Do you know the ones I’m talking about?

There’s one with a group of guys playing football

With a grandmother in the middle of the game?

And after she gets knocked over,

Everyone rushes to her with concern

And they hand her a Snickers bar.

And after she eats it,

Poof! She transforms back into a football player,

The version of himself he couldn’t be while he was hungry.


We cannot be who we need to be,

Who we want to be,

Who God wants us to be

If we are hungry.


When we receive the bread and the wine at communion,

It is because we believe that the most ordinary things of our lives:

Hunger, thirst, bread, wine,

– Or even the water we are baptized with

Can be transformed into extraordinary things,

And can affect us in extraordinary ways.


We believe that the simple but holy meal of bread and wine

Satisfies our hunger,

And makes us into the very thing we eat,

The body of Christ in the world.

The bread is what makes us come alive.


As the body of Christ,

We have a chance and an opportunity to be a witness to the world

Of God’s grace,

By looking for, searching for, and proclaiming

The extraordinary nature of all things.


Even, the extraordinary nature of our very selves.

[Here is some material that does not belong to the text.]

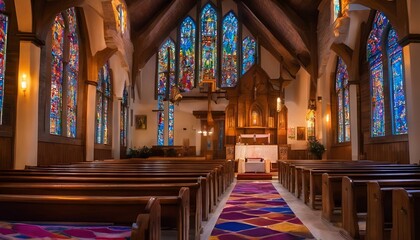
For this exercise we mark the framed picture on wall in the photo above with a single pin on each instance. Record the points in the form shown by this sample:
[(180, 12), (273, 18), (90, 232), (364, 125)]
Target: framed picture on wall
[(300, 133), (141, 122)]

Howard Thurman, the spiritual mentor of Dr. Martin Luther King Jr.

Wrote this in a 1980 commencement address at Spelman College


“Don’t ask what the world needs. Ask what makes you come alive, and go do it. Because what the world needs is people who have come alive.”


He says that there is a space inside each of us

That is listening for “the Genuine”

Within ourselves and within each other,

And that that space is unique in each one of us.


This is the radical truth,

That when we receive the bread of life,

We are not made into something else,

But we are made more into our very selves,

The selves that God has created us to be in this world.


And filled with the bread of life,

Sustained by the cup of salvation,

We are sent out with all our passions and hopes and dreams intact.


Is your deepest passion to lift up the voices of women?

The bread of life will sustain you in that work.

Is your deepest joy to empower communities of color?

The bread of life will sustain you in that work.

Is your deepest longing to help children heal from trauma?

The bread of life will sustain you in that work.

Is your deepest hope to use music to create a space where others can feel God’s presence?

The bread of life will sustain you in that work.


The deepest passion I have found in myself is this:

That I can capture the spirit that comes over me as a camp counselor.

The spirit that makes it so that with anyone and everyone I meet –

But especially with children and teenagers –

I will be able, instantly,

To assume their extraordinariness.

To automatically see them as amazing, incredible, powerful,

And to love, encourage, and empower them to be their extraordinary selves in the world.

To call out from my own genuine center

To their own,

And to find God within and between us.


My hope and prayer for all of us this morning,

Is that we can learn this lesson from the Bread of Life.


That we can find times and places and space in our

Over-fed and over-saturated and overwhelmed lives,

To look at the most ordinary things about our world,

About our life and community together,

And about ourselves.

And to see the extraordinary in them.


Because if we can make it a practice

To see the extraordinary in everyone we meet

And to name it,

To speak it into being,

And to be ever sustained in that work by the bread of life,

Then the Bread of Life

Will be not only what sustains us,

But what at the last enables us never to be hungry again.